For instance, I’m not talking about the sometimes necessary contraction of the Church’s institutional footprint due to demographics — because it’s unreasonable to presume the Catholic Church of 2011 will have the same relative size as the Catholic Church of 1965. I’m talking about the intentional efforts to shrink the Church where if she were allowed to exercise her rights freely she would remain and even increase.
Some Catholics are eager for a “smaller, more faithful Church.” I’m not. Lessening the Church does not increase her mission. And, as Archbishop Timothy Dolan said in his recent book-length interview with John Allen:
“We are an incarnational, sacramental Church. We’re on city blocks. That’s where we’re enfleshed. That incarnational persona of the Church is gradually melting away, isn’t it? That’s something we have to be worried about.”
And as Dr. Robert Moynihan recently wrote, speaking about the consequences of a diminished role and presence of the Catholic Church internationally: “Inevitably, the Church’s positions on social and moral issues [will] receive less attention.” Whenever the Church shrinks, her unique ability to uphold the dignity of mankind is diminished as well.

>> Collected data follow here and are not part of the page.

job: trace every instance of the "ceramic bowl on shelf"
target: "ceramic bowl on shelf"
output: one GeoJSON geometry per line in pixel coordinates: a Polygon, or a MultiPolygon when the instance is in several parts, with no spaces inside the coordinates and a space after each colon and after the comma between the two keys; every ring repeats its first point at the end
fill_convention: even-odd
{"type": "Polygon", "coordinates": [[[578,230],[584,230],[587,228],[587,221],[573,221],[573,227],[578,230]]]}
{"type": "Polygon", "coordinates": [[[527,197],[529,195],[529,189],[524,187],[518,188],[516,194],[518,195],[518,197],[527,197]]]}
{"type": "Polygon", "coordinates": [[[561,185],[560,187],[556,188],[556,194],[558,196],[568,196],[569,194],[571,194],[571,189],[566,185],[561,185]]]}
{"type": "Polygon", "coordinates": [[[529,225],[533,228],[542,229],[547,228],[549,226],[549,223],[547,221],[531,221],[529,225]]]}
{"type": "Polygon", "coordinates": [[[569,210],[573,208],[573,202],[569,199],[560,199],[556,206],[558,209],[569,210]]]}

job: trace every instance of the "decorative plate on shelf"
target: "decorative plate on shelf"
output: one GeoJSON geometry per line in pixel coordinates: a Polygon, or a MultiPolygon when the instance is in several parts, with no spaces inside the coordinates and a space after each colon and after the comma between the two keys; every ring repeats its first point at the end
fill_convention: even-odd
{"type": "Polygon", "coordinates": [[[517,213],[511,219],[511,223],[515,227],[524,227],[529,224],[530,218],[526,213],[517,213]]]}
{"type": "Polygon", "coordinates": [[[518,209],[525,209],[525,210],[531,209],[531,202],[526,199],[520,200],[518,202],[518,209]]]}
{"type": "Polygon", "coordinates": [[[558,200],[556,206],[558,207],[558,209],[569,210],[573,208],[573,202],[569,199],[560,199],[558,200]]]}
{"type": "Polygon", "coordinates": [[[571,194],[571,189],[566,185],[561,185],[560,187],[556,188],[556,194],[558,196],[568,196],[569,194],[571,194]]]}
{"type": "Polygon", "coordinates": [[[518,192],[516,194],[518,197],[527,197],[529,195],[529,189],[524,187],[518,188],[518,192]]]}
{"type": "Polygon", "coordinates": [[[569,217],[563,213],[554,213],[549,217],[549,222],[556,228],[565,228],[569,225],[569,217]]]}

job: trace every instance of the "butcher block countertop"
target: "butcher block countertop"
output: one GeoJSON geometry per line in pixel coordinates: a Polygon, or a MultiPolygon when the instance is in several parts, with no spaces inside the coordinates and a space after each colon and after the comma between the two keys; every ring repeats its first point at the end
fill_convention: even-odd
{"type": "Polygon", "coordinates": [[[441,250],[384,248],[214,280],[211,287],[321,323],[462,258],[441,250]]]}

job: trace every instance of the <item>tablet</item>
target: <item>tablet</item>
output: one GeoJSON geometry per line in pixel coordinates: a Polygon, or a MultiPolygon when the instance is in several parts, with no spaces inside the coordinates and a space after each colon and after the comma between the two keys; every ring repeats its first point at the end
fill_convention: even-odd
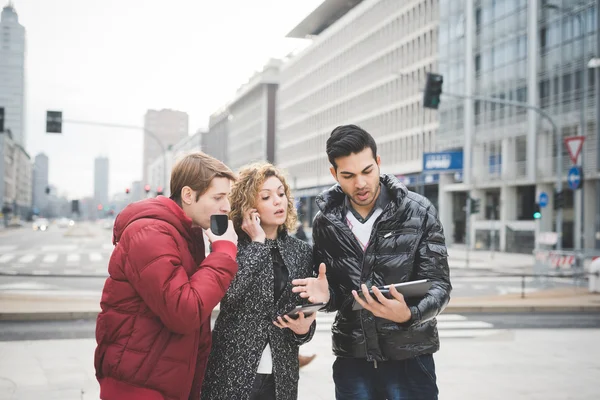
{"type": "MultiPolygon", "coordinates": [[[[427,279],[421,279],[418,281],[393,283],[391,285],[379,286],[378,289],[381,291],[381,294],[383,294],[388,299],[392,298],[392,295],[390,294],[390,286],[392,285],[396,288],[398,292],[400,292],[406,298],[425,297],[432,284],[433,282],[430,282],[427,279]]],[[[365,296],[363,295],[362,290],[357,290],[357,292],[361,300],[364,300],[365,296]]],[[[369,294],[375,300],[377,300],[377,297],[375,297],[375,294],[373,293],[372,289],[369,289],[369,294]]],[[[356,300],[354,300],[354,304],[352,304],[352,310],[356,311],[362,308],[363,307],[360,304],[358,304],[356,300]]]]}
{"type": "Polygon", "coordinates": [[[297,306],[292,311],[288,312],[286,315],[289,317],[292,317],[292,318],[298,318],[298,313],[300,311],[302,311],[304,313],[304,316],[308,317],[308,316],[312,315],[313,313],[316,313],[317,311],[319,311],[326,305],[327,305],[327,303],[303,304],[303,305],[297,306]]]}

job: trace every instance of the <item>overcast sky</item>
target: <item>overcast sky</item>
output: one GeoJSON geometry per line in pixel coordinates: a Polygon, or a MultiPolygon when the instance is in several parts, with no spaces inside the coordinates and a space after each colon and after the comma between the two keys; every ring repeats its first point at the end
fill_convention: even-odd
{"type": "Polygon", "coordinates": [[[26,148],[45,152],[50,183],[79,198],[93,193],[98,155],[110,158],[111,195],[141,179],[142,134],[73,124],[46,134],[46,110],[143,125],[147,109],[172,108],[194,133],[269,57],[303,45],[285,34],[322,0],[13,3],[27,30],[26,148]]]}

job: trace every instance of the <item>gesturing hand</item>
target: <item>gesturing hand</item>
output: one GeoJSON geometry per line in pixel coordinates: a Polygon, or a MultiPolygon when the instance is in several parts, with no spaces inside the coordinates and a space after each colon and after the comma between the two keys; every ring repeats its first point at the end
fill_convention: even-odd
{"type": "Polygon", "coordinates": [[[285,329],[291,329],[296,335],[306,335],[310,330],[310,326],[313,321],[317,318],[317,313],[314,312],[310,316],[305,317],[304,313],[300,311],[298,318],[293,319],[284,315],[283,318],[277,317],[277,321],[273,321],[276,327],[285,329]],[[285,320],[284,320],[285,319],[285,320]]]}
{"type": "Polygon", "coordinates": [[[308,298],[311,303],[329,302],[329,283],[325,275],[325,264],[319,265],[319,276],[317,278],[294,279],[292,281],[292,292],[300,293],[303,299],[308,298]]]}
{"type": "Polygon", "coordinates": [[[394,285],[390,286],[390,294],[393,299],[386,298],[375,286],[373,286],[372,289],[377,300],[371,297],[367,285],[362,284],[361,289],[366,301],[361,300],[361,298],[358,297],[356,290],[352,291],[352,295],[358,304],[363,306],[365,310],[371,311],[374,316],[397,323],[406,322],[411,318],[412,315],[410,309],[406,305],[406,301],[404,301],[404,296],[396,290],[394,285]]]}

I want to end on a hopeful note, because there is one. George Weigel expresses it well:
In the United States, the progressives have also been steadily losing their grip at the national, diocesan, and local-parish levels. Various lay-renewal movements have become vital and self-consciously orthodox factors in Catholic life, and a new generation of priests and bishops, many of whom look explicitly to John Paul II as their model of ecclesiastical leadership, have come to the fore. For the past half-decade or more, the Catholic bishops of the United States, following the pope’s lead, have increasingly stressed the importance of Catholic identity, by which they understand fidelity to Catholic teaching, in confronting an increasingly hostile cultural and legal/political environment. That problem has been considerably exacerbated by the Obama administration, which many Catholic progressives welcomed with loud hosannas, and for whose regulatory assault on Catholic health-care and social-service agencies progressives have provided cover, often by implausible appeals to Catholic social doctrine.

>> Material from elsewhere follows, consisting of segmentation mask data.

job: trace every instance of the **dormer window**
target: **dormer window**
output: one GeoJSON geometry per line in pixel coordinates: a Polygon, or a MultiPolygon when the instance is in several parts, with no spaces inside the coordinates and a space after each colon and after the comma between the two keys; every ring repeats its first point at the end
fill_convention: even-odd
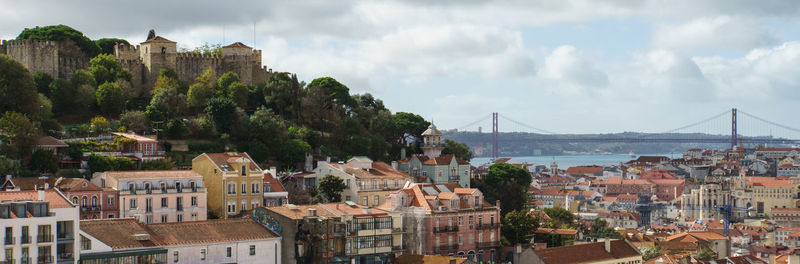
{"type": "Polygon", "coordinates": [[[247,176],[247,165],[242,164],[242,176],[247,176]]]}

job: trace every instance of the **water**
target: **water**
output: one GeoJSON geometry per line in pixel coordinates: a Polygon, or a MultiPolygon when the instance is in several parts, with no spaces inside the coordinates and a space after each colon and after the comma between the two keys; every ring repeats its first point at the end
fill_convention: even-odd
{"type": "MultiPolygon", "coordinates": [[[[639,156],[666,156],[670,158],[679,158],[681,153],[657,153],[657,154],[637,154],[636,157],[631,158],[628,154],[586,154],[586,155],[563,155],[563,156],[525,156],[525,157],[509,157],[512,162],[534,165],[545,165],[550,167],[550,163],[555,159],[560,169],[566,169],[573,166],[610,166],[619,165],[620,162],[625,163],[639,156]]],[[[473,158],[470,163],[473,166],[481,166],[489,163],[491,158],[480,157],[473,158]]]]}

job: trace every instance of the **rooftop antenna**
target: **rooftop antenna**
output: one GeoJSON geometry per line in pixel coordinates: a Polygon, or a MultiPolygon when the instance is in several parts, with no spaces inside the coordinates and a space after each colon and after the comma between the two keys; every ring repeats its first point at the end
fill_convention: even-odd
{"type": "Polygon", "coordinates": [[[253,49],[256,49],[256,22],[253,22],[253,49]]]}
{"type": "Polygon", "coordinates": [[[225,24],[222,24],[222,44],[225,44],[225,24]]]}

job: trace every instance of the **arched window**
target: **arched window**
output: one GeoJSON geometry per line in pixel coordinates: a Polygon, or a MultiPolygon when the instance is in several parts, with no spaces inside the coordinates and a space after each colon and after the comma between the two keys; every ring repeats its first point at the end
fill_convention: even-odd
{"type": "Polygon", "coordinates": [[[72,203],[78,204],[78,197],[72,197],[72,203]]]}
{"type": "Polygon", "coordinates": [[[192,192],[197,192],[197,183],[196,182],[189,182],[189,187],[192,188],[192,192]]]}
{"type": "Polygon", "coordinates": [[[242,176],[247,176],[247,165],[242,164],[242,176]]]}
{"type": "Polygon", "coordinates": [[[180,182],[175,182],[175,190],[178,192],[183,192],[183,184],[180,182]]]}
{"type": "Polygon", "coordinates": [[[92,207],[97,206],[97,196],[92,196],[92,207]]]}
{"type": "Polygon", "coordinates": [[[81,207],[86,207],[86,205],[87,205],[87,203],[88,203],[88,202],[89,202],[89,199],[88,199],[88,198],[86,198],[86,196],[84,196],[83,198],[81,198],[81,207]]]}
{"type": "Polygon", "coordinates": [[[148,194],[150,194],[150,193],[152,193],[152,192],[153,192],[153,189],[150,187],[150,183],[149,183],[149,182],[145,182],[145,183],[144,183],[144,190],[145,190],[145,191],[146,191],[148,194]]]}

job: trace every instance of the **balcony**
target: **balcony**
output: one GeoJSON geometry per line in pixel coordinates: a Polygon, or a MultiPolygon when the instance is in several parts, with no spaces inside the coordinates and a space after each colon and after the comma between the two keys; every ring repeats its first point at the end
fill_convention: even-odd
{"type": "Polygon", "coordinates": [[[457,181],[459,181],[459,179],[460,178],[458,176],[449,176],[449,177],[447,177],[447,181],[450,181],[450,182],[457,182],[457,181]]]}
{"type": "Polygon", "coordinates": [[[74,237],[74,234],[72,234],[72,233],[60,233],[60,234],[58,234],[58,236],[56,236],[56,239],[58,239],[59,242],[61,242],[61,241],[72,241],[72,240],[75,240],[75,237],[74,237]]]}
{"type": "Polygon", "coordinates": [[[433,249],[434,252],[448,252],[458,250],[458,244],[440,245],[433,249]]]}
{"type": "Polygon", "coordinates": [[[500,241],[478,243],[478,248],[499,247],[500,241]]]}
{"type": "Polygon", "coordinates": [[[50,264],[53,263],[53,256],[39,256],[36,260],[39,264],[50,264]]]}
{"type": "Polygon", "coordinates": [[[5,260],[5,262],[3,262],[3,263],[7,263],[7,264],[17,264],[17,260],[16,260],[16,259],[11,259],[10,257],[8,257],[8,258],[5,260]]]}
{"type": "Polygon", "coordinates": [[[405,251],[406,249],[403,246],[392,246],[392,251],[405,251]]]}
{"type": "Polygon", "coordinates": [[[75,262],[75,256],[72,253],[59,253],[58,254],[58,263],[73,263],[75,262]]]}
{"type": "Polygon", "coordinates": [[[433,228],[434,233],[458,232],[458,226],[437,226],[433,228]]]}
{"type": "Polygon", "coordinates": [[[152,213],[152,212],[153,212],[153,207],[152,207],[152,206],[146,206],[146,207],[144,208],[144,211],[145,211],[146,213],[152,213]]]}
{"type": "Polygon", "coordinates": [[[6,239],[3,239],[3,245],[13,245],[16,242],[17,241],[14,239],[14,237],[11,236],[7,236],[6,239]]]}
{"type": "Polygon", "coordinates": [[[475,229],[483,230],[483,229],[495,229],[500,227],[500,223],[493,223],[493,224],[479,224],[475,226],[475,229]]]}
{"type": "Polygon", "coordinates": [[[403,228],[400,228],[400,227],[392,228],[392,233],[395,233],[395,234],[403,233],[403,228]]]}
{"type": "Polygon", "coordinates": [[[21,244],[30,244],[31,236],[21,236],[19,240],[21,244]]]}
{"type": "Polygon", "coordinates": [[[53,242],[53,240],[54,240],[53,238],[54,238],[54,237],[55,237],[55,236],[53,236],[53,235],[51,235],[51,234],[38,235],[38,236],[36,236],[36,242],[38,242],[38,243],[48,243],[48,242],[53,242]]]}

I hope it’s clear how my exposition above helps explain the individual parts and components of the bigger picture Weigel is illustrating here. He goes on to explain the coming renewal in the Church, a renewal from within vivified by those who love the Church:
They have lost inside the Church: The men and women in the growing religious orders, the men in the growing seminaries, the active younger laity, all look on progressive Catholicism as a kind of weird phenomenon of their parents’ generation. And now they are losing publicly.
Here’s my only word of caution to add to what Weigel writes: yes, liberal Catholics have largely lost the fight to win over the next generation within the Church and this loss is beginning to become apparent publicly but they have one last card to play and they are playing it: the State. It will take a generation for my generation of Catholics to work our way up into the halls of power now occupied by the institutionalized Catholic left.
But in the meantime, what damage may be done by liberal Catholics helping the State to systematically dismantle the Church’s institutional footprint and heavily coerce her religious freedom.
But what damage may yet (may yet!) be prevented if we understand the war being waged against the Church from within.